As I rushed to the gate I glanced a newspaper and saw why the Beta had asked about my religion. Three men from Trinidad and one from Guyana were arrested for hatching a plot to blow up JFK Airport. One of the Trinidadians was a sun and sea-born Muslim fundamentalist who had tried to overthrow the government before. Turned out that I had hit the trifecta after all. I was a suspected drug dealing, illegal alien terrorist. At the gate Spirit announces that the flight to New York is delayed. I feel like dropping an F-Bomb but can only laugh and the 7.25 price tag for a Pastrami sandwich in Vito’s Restaurant makes me laugh more. The plane arrives earlier than expected and as it lifts off I look around for something wooden to tap. There’s nothing but the paper on which I’m writing this blog.
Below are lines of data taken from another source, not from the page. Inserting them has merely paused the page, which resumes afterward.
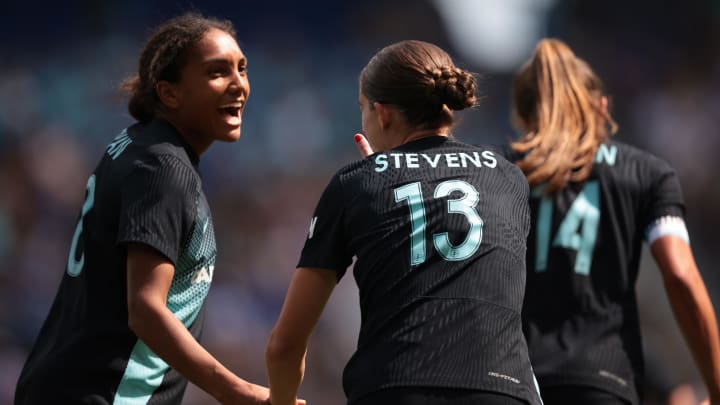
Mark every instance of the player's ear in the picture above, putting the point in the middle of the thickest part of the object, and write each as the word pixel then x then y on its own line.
pixel 168 94
pixel 384 114
pixel 604 105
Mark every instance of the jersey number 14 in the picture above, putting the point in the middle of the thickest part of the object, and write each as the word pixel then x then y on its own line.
pixel 578 230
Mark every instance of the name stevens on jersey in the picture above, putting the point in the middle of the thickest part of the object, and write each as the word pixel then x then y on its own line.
pixel 416 160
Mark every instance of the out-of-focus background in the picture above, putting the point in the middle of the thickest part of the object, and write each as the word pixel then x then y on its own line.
pixel 60 64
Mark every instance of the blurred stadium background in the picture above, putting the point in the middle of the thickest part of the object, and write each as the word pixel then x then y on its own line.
pixel 62 61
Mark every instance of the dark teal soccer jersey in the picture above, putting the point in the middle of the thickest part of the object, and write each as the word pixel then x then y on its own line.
pixel 439 231
pixel 146 189
pixel 580 312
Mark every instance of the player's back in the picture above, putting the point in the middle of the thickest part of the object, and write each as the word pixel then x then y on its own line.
pixel 438 228
pixel 580 313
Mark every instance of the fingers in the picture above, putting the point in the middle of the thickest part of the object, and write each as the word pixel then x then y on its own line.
pixel 363 145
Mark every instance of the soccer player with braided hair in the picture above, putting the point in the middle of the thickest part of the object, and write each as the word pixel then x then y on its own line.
pixel 124 325
pixel 438 229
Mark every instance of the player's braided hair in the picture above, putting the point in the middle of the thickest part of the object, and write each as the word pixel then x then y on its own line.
pixel 451 86
pixel 421 80
pixel 163 57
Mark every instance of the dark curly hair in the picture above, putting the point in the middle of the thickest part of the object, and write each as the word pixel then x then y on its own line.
pixel 164 55
pixel 421 80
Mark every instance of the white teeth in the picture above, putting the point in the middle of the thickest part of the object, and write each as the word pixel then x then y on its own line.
pixel 232 105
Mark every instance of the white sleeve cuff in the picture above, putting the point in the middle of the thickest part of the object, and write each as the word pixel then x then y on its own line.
pixel 664 226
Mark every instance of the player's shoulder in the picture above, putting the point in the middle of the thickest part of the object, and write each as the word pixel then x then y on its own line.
pixel 155 144
pixel 629 157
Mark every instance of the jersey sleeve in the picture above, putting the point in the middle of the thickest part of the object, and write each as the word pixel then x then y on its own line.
pixel 664 197
pixel 326 243
pixel 158 203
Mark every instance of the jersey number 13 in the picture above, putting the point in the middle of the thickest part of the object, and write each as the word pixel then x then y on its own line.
pixel 465 205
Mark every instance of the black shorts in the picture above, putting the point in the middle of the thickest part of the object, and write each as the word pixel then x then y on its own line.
pixel 577 394
pixel 436 396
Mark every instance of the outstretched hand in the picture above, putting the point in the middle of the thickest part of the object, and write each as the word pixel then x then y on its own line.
pixel 363 145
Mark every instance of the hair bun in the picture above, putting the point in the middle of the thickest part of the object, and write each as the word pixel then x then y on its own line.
pixel 452 86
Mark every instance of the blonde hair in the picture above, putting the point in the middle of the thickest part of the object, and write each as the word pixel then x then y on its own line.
pixel 558 99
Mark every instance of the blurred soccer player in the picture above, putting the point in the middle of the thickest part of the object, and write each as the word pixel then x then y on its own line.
pixel 439 229
pixel 593 202
pixel 125 322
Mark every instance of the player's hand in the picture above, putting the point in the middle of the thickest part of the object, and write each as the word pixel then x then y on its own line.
pixel 363 145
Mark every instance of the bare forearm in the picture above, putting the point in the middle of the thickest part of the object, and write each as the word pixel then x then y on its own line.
pixel 285 373
pixel 695 315
pixel 165 335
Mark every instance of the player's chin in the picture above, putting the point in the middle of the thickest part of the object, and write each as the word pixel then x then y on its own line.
pixel 230 135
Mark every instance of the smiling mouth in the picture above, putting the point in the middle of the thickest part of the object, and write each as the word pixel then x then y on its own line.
pixel 232 111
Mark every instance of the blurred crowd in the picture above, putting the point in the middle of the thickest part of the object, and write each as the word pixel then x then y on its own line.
pixel 59 107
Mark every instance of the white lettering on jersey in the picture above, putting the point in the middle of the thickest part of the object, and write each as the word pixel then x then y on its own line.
pixel 311 231
pixel 414 161
pixel 203 275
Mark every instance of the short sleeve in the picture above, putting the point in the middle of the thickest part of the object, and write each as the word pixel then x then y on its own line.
pixel 158 204
pixel 326 243
pixel 664 197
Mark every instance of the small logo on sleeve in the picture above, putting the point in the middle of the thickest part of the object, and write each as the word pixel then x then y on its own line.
pixel 311 231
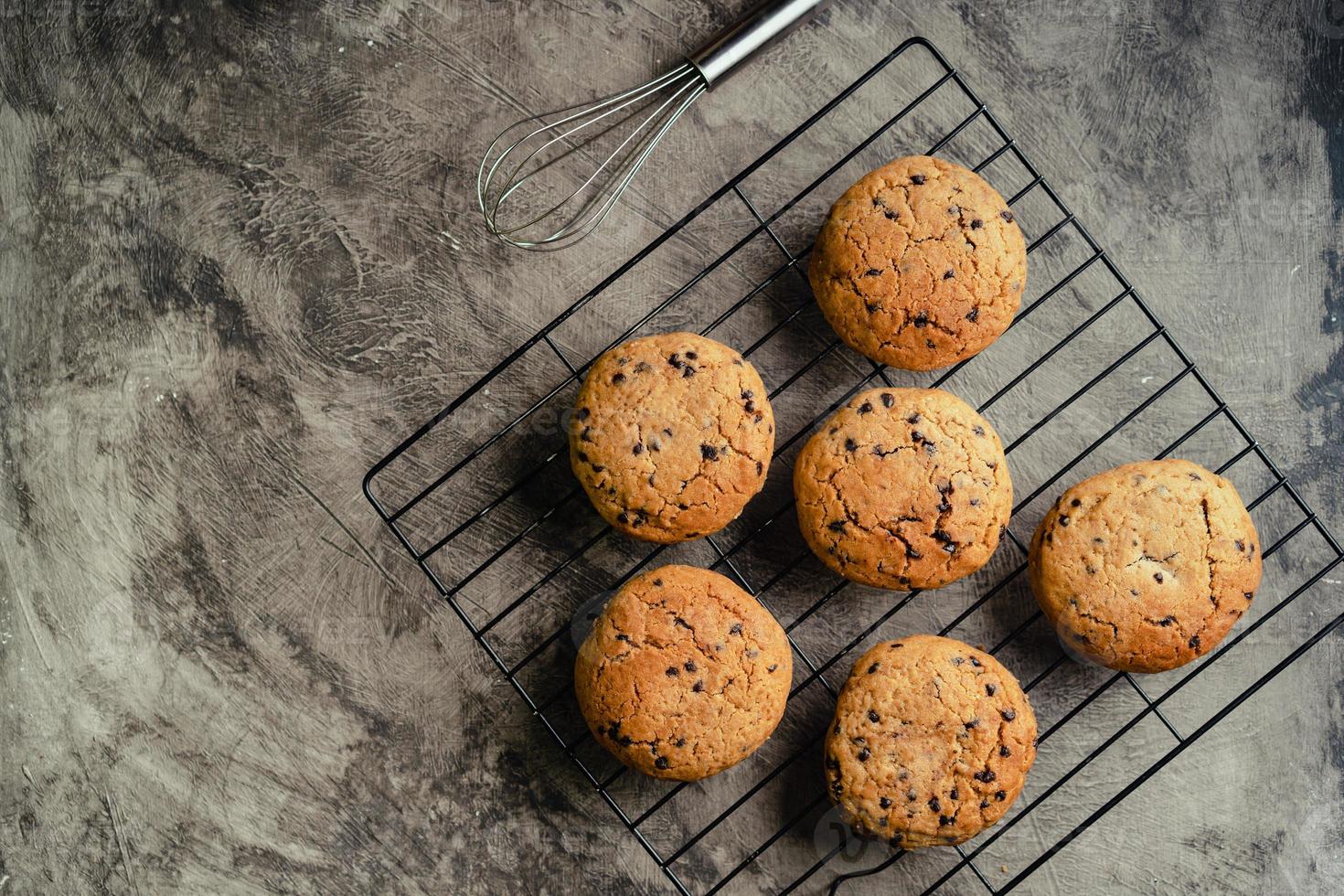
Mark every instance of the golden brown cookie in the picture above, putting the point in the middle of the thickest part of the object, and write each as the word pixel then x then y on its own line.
pixel 920 263
pixel 683 675
pixel 930 743
pixel 903 488
pixel 1147 566
pixel 671 437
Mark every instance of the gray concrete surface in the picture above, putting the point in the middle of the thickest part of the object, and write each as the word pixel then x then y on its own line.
pixel 240 260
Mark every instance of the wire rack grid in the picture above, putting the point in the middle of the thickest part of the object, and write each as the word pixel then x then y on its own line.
pixel 1093 380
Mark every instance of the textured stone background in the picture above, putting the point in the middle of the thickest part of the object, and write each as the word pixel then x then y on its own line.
pixel 240 260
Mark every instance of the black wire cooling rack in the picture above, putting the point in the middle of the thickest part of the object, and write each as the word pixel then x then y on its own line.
pixel 1085 378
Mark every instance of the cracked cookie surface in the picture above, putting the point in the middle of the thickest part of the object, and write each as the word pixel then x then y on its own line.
pixel 930 743
pixel 683 675
pixel 920 263
pixel 1147 566
pixel 902 489
pixel 672 434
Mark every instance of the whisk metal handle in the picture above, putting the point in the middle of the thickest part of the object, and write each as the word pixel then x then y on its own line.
pixel 754 31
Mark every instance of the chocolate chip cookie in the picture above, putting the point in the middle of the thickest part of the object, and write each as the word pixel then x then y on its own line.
pixel 1147 566
pixel 683 675
pixel 671 437
pixel 930 743
pixel 920 263
pixel 903 488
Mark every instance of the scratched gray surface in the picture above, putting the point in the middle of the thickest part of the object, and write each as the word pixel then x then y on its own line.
pixel 240 261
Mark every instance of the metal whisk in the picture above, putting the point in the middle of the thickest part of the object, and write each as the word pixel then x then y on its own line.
pixel 577 143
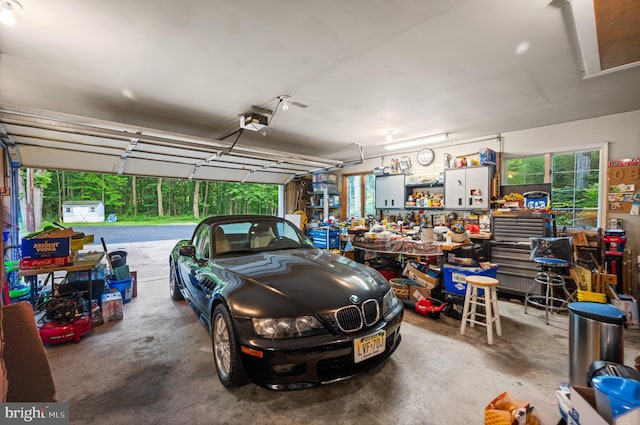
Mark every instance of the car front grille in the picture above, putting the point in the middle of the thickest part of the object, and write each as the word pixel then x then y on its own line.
pixel 352 318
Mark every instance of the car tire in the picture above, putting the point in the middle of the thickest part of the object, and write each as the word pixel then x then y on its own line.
pixel 174 288
pixel 226 352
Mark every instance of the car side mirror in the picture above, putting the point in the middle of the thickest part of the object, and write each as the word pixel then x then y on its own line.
pixel 188 251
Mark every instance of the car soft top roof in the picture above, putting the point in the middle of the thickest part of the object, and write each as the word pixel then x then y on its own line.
pixel 239 217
It will have to do. I do not reach Harlem until 2 in the morning forgetting to pay the bus fare and not giving much of a fuck. I am tired, fantastically pissed off and sporting a massive headache that I can do nothing about since only in Harlem is there no such thing as a 24 hour pharmacy. I do the best I can under the circumstances: drink super-drowsy cough syrup, put on Leonard Cohen’s Songs of Love and Hate and go to bed.